Siting stability in skeletally mature patients with scoliosis and myelomeningocele Bartłomiej Bartnicki, Marek Synder , Jolanta Kujawa, Katarzyna Stańczak, Marcin Sibiński Ortop Traumatol Rehabil 2012; 14(4):383-389 ICID: 1005086
Article type: Original article
IC™ Value: 3.00
Abstract provided by Publisher
Introduction. The purpose of the study was to assess the influence of sitting stability in skeletally mature patients on their quality of life and general physical function. We also aimed to assess the relationship between sitting balance and the severity of scoliosis or other disorders of individuals with myelomeningocoele.
Material and methods. The prospective study enrolled 19 patients with a mean age of 21.4 years (min. 13 years). Patients treated operatively for spinal deformity were excluded from the study. Different aspects of the quality of life were assessed with several questionnaires serving to measure overall quality of life, general physical function, self-perception and self-motivation as well as dysfunction related to spine deformity. Walking ability was assessed according to the Hoffer classification and the level of motor neuron injury was evaluated with the International Myelodysplasia Study Protocol.
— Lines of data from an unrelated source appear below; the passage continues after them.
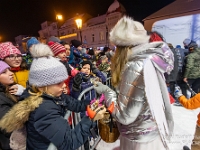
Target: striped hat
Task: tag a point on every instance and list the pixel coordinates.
(56, 47)
(7, 48)
(45, 69)
(3, 66)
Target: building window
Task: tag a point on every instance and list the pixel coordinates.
(92, 37)
(101, 35)
(54, 27)
(62, 33)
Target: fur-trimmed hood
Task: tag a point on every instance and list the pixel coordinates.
(19, 114)
(128, 32)
(161, 55)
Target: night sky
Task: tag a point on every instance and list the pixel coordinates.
(23, 17)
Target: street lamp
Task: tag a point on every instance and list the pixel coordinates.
(79, 26)
(58, 19)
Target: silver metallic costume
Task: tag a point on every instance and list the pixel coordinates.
(132, 111)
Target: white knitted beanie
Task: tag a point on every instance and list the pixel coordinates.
(45, 69)
(128, 32)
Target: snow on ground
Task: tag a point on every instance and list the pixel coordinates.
(184, 128)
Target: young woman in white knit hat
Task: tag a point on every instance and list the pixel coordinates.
(142, 107)
(43, 110)
(7, 99)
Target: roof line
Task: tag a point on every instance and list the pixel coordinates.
(168, 15)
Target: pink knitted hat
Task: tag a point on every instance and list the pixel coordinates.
(7, 48)
(3, 66)
(56, 48)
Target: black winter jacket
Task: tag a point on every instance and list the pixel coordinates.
(5, 105)
(46, 124)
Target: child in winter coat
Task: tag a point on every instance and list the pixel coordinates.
(192, 103)
(7, 99)
(83, 80)
(13, 57)
(59, 52)
(43, 110)
(104, 65)
(76, 55)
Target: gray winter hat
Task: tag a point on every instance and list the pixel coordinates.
(45, 69)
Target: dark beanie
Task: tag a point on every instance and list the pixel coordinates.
(105, 49)
(83, 63)
(76, 43)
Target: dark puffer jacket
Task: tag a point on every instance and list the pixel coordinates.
(46, 124)
(192, 70)
(5, 105)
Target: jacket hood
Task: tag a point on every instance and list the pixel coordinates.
(159, 53)
(19, 114)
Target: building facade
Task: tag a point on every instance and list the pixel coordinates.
(176, 21)
(94, 31)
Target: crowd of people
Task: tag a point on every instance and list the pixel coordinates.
(36, 89)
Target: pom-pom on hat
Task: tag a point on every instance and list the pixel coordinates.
(56, 47)
(76, 43)
(128, 32)
(7, 48)
(31, 41)
(83, 63)
(45, 69)
(54, 39)
(187, 41)
(3, 66)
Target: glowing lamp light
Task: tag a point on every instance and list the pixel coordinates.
(79, 23)
(59, 17)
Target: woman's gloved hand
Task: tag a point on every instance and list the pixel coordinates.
(178, 92)
(101, 88)
(77, 82)
(96, 114)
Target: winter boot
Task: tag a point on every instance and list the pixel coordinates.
(196, 141)
(185, 148)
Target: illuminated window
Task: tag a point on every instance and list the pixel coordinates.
(101, 35)
(92, 37)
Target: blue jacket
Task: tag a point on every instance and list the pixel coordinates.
(84, 85)
(77, 56)
(46, 124)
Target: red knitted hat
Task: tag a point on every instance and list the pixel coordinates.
(7, 48)
(56, 48)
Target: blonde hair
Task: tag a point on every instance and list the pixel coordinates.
(19, 113)
(10, 96)
(118, 62)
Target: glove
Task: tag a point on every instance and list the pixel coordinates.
(101, 88)
(16, 89)
(77, 82)
(177, 92)
(94, 69)
(97, 113)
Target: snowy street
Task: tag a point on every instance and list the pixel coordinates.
(184, 128)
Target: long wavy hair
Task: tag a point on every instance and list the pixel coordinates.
(118, 62)
(5, 89)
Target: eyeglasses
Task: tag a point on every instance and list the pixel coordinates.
(14, 57)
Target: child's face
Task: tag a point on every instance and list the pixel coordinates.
(67, 47)
(14, 60)
(56, 89)
(6, 77)
(105, 60)
(86, 69)
(62, 56)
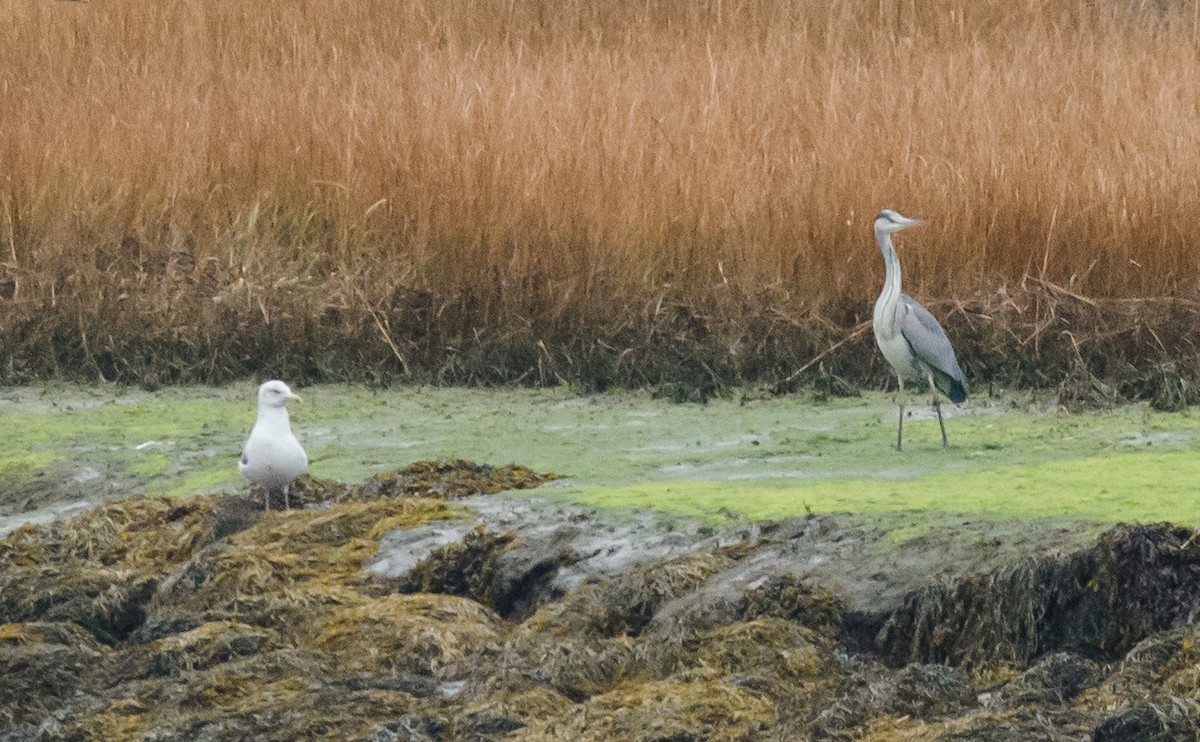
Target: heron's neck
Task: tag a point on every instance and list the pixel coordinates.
(892, 280)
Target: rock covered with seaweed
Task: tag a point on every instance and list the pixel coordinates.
(208, 618)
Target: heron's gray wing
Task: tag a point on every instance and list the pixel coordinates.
(930, 345)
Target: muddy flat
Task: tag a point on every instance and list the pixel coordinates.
(750, 568)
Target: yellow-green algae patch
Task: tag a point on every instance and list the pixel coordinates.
(744, 456)
(1140, 486)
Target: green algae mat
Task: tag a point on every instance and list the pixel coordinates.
(742, 458)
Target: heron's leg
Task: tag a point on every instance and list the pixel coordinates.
(937, 406)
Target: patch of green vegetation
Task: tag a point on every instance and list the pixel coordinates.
(749, 458)
(1132, 486)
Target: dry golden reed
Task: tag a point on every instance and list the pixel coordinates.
(417, 175)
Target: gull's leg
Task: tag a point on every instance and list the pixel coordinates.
(937, 406)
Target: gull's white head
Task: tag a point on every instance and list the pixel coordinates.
(889, 222)
(276, 394)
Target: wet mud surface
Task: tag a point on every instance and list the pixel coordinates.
(439, 603)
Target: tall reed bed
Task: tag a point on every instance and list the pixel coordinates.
(570, 186)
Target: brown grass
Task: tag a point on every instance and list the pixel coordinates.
(636, 191)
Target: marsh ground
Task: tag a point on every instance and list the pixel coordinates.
(1018, 471)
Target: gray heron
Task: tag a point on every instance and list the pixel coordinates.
(909, 336)
(273, 458)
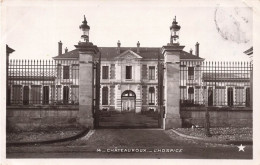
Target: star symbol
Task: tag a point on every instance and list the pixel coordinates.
(241, 148)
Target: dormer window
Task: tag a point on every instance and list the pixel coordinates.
(128, 72)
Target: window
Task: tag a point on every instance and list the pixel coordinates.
(190, 73)
(128, 72)
(59, 71)
(25, 95)
(151, 96)
(248, 97)
(66, 72)
(8, 95)
(45, 95)
(105, 96)
(104, 72)
(151, 72)
(191, 94)
(210, 96)
(36, 94)
(66, 94)
(230, 96)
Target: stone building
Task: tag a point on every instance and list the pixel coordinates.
(129, 75)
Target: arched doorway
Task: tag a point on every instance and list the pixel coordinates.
(128, 101)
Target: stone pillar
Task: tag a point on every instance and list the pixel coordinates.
(171, 54)
(87, 51)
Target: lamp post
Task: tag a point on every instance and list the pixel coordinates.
(85, 29)
(8, 51)
(175, 28)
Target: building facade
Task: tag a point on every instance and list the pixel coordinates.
(129, 75)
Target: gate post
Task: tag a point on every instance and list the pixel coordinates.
(171, 54)
(172, 85)
(87, 51)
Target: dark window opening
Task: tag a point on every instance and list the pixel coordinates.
(151, 96)
(9, 95)
(210, 96)
(230, 96)
(45, 95)
(248, 97)
(25, 95)
(104, 72)
(105, 96)
(191, 95)
(66, 95)
(66, 72)
(190, 73)
(128, 72)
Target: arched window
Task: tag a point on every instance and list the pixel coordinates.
(105, 96)
(191, 94)
(151, 96)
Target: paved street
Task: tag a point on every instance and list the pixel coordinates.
(131, 143)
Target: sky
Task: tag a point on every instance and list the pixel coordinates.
(34, 28)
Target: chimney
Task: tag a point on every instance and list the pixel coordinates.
(197, 49)
(191, 51)
(60, 48)
(138, 47)
(118, 47)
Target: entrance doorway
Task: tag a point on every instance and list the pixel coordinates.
(128, 98)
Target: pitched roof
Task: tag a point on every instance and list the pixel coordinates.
(216, 77)
(145, 53)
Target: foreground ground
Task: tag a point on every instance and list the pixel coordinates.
(132, 143)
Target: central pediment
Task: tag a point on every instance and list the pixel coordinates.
(128, 54)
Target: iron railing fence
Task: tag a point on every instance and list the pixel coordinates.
(215, 83)
(43, 82)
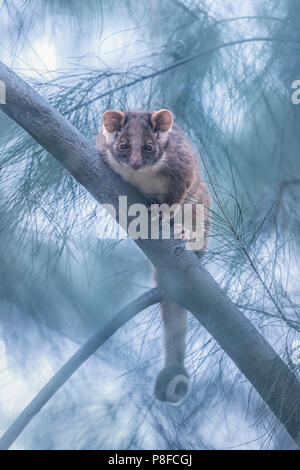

Results. Statistical analysis showed that sitting stability assessed by examiners or parents positively correlated with overall quality of life, general physical function, pelvic obliquity measured by Osebold method, and the level of motor spine dysfunction. It was not related to self-perception and self-motivation of patients. There was no statistical correlation between sitting balance and the Cobb angle, walking ability, presence of pressure sores and age.
Conclusions. The value of the Cobb angle is not a good indicator of sitting balance in patients with scoliosis and myelomeningocoele. Stabile sitting is related to better overall quality of life and physical function.